Last week we were delighted to run two introductory ‘Study Smarter Through Positive Psychology’ sessions at Homerton College of the University of Cambridge.
It was a fantastic afternoon with some of the best minds in the country, and we were delighted with how receptive and engaged they were with the sessions.
A key and very promising takeaway for us at Young Happy Minds was that there is a need for what we’re doing even amongst those who society perceives as the most accomplished students.
Regardless of ability, all students find student life stressful at times and going to university proves to be a difficult transitional phase for a generation who have perhaps been ill-prepared for it.
Yet through gaining a fundamental understanding of Positive Psychology, we have allowed many young people begin to recognise how they can take active steps in their lives to both overcome their various challenges, and learn how to thrive academically and personally.
Here are three reasons we believe university students, in particular, need Positive Psychology in their lives, and how it could improve student life-
1. Technology has removed many necessary communication skills hurdles for students.
For all the pros of mobile phones, tablets, and other similar devices we can’t ignore the negative effects they are having on young people’s abilities to communicate.
Sherry Turkle, a social psychologist who has researched extensively at how people relate to technology, argues that a new phenomena of being ‘alone, together’ has caused many young people to fail to build a number of emotional, social, and interactional competencies.
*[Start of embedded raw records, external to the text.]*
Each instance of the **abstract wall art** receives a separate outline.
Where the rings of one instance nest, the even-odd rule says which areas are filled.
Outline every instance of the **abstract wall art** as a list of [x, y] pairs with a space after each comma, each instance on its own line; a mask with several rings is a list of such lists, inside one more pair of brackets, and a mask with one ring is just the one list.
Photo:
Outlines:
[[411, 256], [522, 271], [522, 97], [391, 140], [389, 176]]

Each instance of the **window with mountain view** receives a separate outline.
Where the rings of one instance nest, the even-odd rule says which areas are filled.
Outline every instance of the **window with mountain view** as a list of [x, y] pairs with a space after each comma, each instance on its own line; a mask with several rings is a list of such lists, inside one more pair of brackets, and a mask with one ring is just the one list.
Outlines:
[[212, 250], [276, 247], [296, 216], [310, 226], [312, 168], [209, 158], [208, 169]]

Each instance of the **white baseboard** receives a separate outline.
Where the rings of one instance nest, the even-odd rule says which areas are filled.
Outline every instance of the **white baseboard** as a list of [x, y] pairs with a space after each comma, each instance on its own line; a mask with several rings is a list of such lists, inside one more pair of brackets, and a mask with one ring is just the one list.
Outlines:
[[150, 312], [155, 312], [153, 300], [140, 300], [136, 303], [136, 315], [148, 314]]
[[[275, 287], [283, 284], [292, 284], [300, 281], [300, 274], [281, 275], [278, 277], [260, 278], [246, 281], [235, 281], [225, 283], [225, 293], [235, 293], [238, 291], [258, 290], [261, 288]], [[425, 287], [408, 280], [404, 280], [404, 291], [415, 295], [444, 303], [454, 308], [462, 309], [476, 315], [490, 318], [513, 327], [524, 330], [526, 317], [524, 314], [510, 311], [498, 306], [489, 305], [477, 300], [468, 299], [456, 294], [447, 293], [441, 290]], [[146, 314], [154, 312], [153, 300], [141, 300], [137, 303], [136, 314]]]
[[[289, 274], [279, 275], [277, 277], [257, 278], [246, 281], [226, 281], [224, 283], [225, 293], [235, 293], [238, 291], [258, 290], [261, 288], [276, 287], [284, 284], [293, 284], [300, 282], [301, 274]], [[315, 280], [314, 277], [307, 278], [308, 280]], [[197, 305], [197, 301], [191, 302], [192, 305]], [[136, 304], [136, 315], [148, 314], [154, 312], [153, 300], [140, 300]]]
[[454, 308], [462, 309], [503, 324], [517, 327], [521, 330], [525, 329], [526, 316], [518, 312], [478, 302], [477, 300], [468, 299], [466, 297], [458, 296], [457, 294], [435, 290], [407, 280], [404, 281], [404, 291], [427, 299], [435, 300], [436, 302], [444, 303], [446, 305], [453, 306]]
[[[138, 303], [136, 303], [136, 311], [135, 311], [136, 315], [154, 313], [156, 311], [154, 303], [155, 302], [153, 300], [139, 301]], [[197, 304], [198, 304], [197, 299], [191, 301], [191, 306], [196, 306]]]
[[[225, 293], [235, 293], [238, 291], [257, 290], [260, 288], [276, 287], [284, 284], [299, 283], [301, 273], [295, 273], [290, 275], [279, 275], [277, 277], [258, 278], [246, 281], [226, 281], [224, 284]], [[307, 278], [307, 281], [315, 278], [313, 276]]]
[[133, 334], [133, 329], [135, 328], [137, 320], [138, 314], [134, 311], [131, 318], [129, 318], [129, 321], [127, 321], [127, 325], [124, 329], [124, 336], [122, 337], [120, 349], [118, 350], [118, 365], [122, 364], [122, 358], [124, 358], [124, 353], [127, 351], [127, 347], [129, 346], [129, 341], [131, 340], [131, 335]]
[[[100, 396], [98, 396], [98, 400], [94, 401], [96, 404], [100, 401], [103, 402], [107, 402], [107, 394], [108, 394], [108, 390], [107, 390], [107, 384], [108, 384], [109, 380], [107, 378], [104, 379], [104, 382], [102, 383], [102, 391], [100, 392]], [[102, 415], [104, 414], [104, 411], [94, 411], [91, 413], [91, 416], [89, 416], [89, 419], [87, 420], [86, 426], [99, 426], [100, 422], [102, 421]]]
Her concept refers to our incessant desire to become fixated on our devices even when in physical proximity of friends and family, which causes us to "short-change out of conversation”.
The problem for young people is that this is happening before they undergo many of life’s most awkward interactional settings.
Instead of listening to granddad’s stories, they can conceal themselves with an iPhone shield and give the impression they are listening. Instead of ‘having’ to speak to strangers at parties whilst waiting for friends to arrive, a young person can now (un)comfortably reside in the corner scrolling through feed after feed of pictures of other parties going on.
This is harmful as many employers now repeatedly find themselves frustrated at graduates not being able to communicate effectively. The problem is, in our work lives there are countless conversations we’d rather not have but they’re necessary. Yet technology has given us the power to choose which conversations we have and which ones we avoid. This could leave us to soon have an entire generation who can’t effectively deal with difficult conversations.
Yet one of Positive Psychology’s pillars is that of ‘Relationships’ and we at Young Happy Minds teach young people the importance of relationships, how to cultivate them, and improve them through real conversation. Our programmes have helped increased both the self-esteem and resilience levels of young people, which are two of them most important ingredients in being able to communicate successfully.
2. Students are bombarded by the bad and the bad alone
Students have always been given a hard time and their existence in the media is nearly wholly driven towards the negative. Couple that with students’ constant connection to social media and very quickly they become besieged by dire news about their existence.
Media representations of students usually focus on topics such as: astronomical fees/debt, graduate unemployment, the student mental health crisis, exam stress, dissertation boredom, and cowboy student-house landlords,
Such representations can very easily become internalised and influence self-concept, which can be harmful to students in a variety of ways. With such a gloomy image this can lead students to facing serious mental health issues, having a lack of motivation, and buying into a notion that their efforts are often futile.
However, another key aspect of Positive Psychology is the re-training of the brain to actively seek out the positive. A number of exercises around gratitude journaling and positive emotion recognition can offer young people an insight into how tuning into the positive more regularly, can dramatically improve one’s ability to cultivate more happiness in their life.
3. Students now want meaningful careers but there’s little help offered to find them
Young people of today, often termed ‘millennials’, have expressed a greater desire than generations before to do something for a living that actually means something to them and gives them a sense of purpose.
Yet a huge problem is that changes have not been made by both career services and employers to help this generation find careers that will be meaningful to them. Many students we have spoken to express concern at not being given good career advice and that they feel pressured to land places on grad schemes with prestigious firms. This may be why only 29% of this generation is currently engaged with their jobs (Gallup, 2016) and 66% currently want to change careers (London School of Business and Finance, 2015).
What Positive Psychology offers is the opportunity for students to learn what their personal strengths are, what is meaningful to them, and how to start taking action in striving for professional purposeful goals.
Summary
It’s apparent that student life is not all fun and play, and that many student desire forms of support that can help them best get through their three or four years in higher education. What Positive Psychology offers is a non-invasive set of trainings and tools to help students improve their relationships and communication skills, retune their focus onto the positives, and enable them to develop lives of true meaning and purpose.
And, surely these are all things we want the next generation to be equipped in when it’s their turn to take the reigns of society?